Difficile capire quanto possano pesare le dichiarazioni e le azioni contrastanti delle major sulle sorti del video streaming musicale, da alcuni invocato come percorso interessante di valorizzazione del catalogo grazie alle inserzioni pubblicitarie, come nel caso di EMI, da altri bollato come nocivo per l’industria, come nel caso di Edgar Bronfman Jr di Warner. Dagli Stati Uniti e dal comparto hi-tech arrivano in tal senso segnali contrastanti.
Uno di segno decisamente negativo è stato appena emesso da Veoh, servizio di video hosting, ora ufficialmente in bancarotta dopo vani tentativi di reperire finanziamenti e/o di vendere la società a nuovi investitori. La società di San Diego aveva cominciato mesi fa a licenziare personale per difficoltà nell’applicazione del modello di business originale (molto focalizzato sullo User Generated Content), nonostante avesse raccolto ben 70 milioni di dollari di capitale (tra i soci: Time Warner, Goldman Sachs, Intel Capital, Spark Capital e Michael Eisner, ex CEO di Disney).
Uno di segno positivo è stato invece emesso da Encoding.com, una società specializzata nei servizi di codificazione e compressione video, che ha chiuso un piccolo round di finanziamento da 1,25 milioni di dollari grazie all’intervento nel capitale da parte di Metamorphic Ventures, oltre che di Patrick Condon, Fred Hamilton, Zelkova Ventures, Dave Morgan, e Allen Morgan.

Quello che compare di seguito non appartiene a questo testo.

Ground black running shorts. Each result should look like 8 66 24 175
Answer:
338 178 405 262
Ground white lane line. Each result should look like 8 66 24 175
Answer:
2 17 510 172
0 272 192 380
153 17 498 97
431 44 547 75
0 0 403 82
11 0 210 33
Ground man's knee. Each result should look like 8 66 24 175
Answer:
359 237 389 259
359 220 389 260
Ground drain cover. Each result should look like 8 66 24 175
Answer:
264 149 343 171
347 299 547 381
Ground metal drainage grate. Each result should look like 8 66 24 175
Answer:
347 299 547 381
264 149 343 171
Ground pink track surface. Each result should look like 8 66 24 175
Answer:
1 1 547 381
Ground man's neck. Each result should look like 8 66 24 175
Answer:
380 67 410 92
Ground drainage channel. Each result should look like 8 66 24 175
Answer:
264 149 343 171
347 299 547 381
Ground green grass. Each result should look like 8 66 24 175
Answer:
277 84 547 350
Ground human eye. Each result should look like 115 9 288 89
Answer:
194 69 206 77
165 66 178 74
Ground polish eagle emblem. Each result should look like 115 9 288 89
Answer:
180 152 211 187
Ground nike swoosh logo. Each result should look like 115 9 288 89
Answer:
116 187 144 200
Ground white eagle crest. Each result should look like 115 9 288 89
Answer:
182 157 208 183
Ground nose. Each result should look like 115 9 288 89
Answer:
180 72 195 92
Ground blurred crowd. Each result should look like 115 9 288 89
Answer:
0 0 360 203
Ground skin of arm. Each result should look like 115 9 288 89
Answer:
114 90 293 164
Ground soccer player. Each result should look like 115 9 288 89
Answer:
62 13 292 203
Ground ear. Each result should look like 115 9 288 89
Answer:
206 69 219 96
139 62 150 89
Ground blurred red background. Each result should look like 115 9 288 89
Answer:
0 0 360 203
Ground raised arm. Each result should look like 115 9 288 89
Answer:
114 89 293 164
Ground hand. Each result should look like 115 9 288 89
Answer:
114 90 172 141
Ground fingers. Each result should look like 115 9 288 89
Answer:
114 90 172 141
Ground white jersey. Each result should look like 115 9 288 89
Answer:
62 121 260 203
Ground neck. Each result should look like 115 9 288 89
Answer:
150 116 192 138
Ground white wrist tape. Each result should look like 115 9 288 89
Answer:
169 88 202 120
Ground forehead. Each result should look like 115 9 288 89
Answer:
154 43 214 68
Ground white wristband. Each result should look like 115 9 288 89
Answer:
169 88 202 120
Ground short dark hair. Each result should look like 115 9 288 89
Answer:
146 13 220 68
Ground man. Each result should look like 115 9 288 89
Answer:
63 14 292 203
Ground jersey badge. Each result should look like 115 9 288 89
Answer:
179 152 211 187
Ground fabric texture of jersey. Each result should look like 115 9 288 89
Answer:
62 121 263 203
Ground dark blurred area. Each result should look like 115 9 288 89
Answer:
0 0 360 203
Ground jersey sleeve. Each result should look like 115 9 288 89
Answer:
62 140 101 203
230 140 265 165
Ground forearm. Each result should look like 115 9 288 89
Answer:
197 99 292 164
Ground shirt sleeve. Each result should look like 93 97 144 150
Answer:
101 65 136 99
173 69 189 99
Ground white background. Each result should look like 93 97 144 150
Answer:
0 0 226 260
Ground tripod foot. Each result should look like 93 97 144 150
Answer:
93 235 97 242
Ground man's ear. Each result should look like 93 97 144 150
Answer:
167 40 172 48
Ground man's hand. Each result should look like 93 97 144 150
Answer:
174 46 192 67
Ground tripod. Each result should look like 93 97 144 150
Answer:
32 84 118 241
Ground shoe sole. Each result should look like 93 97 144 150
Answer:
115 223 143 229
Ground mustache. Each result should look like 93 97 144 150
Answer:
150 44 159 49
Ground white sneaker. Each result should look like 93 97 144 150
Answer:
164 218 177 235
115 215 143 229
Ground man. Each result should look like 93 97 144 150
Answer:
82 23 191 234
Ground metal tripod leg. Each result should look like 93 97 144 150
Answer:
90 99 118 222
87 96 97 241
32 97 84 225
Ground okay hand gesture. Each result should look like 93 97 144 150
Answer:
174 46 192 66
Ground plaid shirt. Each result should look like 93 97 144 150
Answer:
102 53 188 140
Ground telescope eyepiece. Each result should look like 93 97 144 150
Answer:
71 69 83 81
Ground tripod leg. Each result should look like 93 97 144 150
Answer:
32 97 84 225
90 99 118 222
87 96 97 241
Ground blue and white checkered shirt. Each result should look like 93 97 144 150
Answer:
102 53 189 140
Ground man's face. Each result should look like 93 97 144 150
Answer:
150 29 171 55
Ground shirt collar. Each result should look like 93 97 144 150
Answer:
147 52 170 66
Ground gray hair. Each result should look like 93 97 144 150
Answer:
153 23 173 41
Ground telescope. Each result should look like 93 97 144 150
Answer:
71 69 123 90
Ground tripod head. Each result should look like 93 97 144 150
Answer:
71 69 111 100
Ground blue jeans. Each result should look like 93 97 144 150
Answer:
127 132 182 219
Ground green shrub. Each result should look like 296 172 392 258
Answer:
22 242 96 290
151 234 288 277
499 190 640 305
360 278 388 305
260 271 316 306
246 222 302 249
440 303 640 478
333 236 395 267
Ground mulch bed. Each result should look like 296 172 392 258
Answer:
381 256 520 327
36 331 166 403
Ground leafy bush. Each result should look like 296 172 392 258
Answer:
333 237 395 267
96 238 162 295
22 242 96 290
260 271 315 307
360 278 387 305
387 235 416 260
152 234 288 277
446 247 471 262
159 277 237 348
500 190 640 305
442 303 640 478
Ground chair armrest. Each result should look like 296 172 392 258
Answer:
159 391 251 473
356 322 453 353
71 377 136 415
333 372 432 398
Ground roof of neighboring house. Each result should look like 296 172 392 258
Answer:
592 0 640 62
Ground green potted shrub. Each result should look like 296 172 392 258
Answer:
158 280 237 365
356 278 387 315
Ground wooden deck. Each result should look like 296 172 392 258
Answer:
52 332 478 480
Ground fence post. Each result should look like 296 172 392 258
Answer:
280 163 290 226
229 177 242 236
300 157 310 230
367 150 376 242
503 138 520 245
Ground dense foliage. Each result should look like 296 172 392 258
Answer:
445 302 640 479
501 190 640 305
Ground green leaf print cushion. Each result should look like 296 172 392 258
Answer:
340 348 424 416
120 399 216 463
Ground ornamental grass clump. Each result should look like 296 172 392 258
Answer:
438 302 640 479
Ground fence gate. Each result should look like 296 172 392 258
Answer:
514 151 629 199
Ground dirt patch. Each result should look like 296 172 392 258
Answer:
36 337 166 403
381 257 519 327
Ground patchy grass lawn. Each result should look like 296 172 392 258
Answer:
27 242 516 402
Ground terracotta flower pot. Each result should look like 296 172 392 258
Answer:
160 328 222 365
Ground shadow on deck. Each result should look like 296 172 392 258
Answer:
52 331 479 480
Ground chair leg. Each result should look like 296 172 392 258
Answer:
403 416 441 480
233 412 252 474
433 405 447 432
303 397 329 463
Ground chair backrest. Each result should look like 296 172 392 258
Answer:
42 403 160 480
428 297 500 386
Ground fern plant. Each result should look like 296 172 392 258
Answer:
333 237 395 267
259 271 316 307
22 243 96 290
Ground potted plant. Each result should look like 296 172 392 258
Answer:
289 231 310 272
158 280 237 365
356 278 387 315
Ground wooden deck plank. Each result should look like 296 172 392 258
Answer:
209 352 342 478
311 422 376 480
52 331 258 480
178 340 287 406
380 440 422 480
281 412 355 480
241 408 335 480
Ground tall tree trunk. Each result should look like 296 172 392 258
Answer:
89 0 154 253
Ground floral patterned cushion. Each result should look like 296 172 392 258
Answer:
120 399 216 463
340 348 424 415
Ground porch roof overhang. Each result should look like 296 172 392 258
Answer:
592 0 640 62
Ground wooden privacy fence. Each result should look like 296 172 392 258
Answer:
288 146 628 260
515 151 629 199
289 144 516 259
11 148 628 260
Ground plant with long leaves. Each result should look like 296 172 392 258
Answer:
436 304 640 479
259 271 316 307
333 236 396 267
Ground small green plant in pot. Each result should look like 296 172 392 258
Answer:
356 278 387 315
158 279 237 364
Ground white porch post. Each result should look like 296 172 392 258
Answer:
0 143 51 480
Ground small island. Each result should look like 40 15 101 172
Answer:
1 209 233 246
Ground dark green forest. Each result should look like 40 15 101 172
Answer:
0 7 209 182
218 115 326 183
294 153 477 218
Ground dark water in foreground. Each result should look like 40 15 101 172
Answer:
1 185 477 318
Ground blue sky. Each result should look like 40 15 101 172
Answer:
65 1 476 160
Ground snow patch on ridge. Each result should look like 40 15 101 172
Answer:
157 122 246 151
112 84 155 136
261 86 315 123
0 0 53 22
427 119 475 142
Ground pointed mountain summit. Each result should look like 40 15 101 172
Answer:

La società è stata fondata nel 2008 a San Francisco ed offre un servizio di encoding basato su ‘cloud’, rivolto a tutti i siti che ospitino video, sia esso di natura UGC o ufficiale e licenziato. La capacità produttiva di Encoding.com è di 30.000 video al giorno; la produzione smaltita fino ad oggi per clienti come MTV Networks, Nokia e MySpace è stata di 4 milioni di video.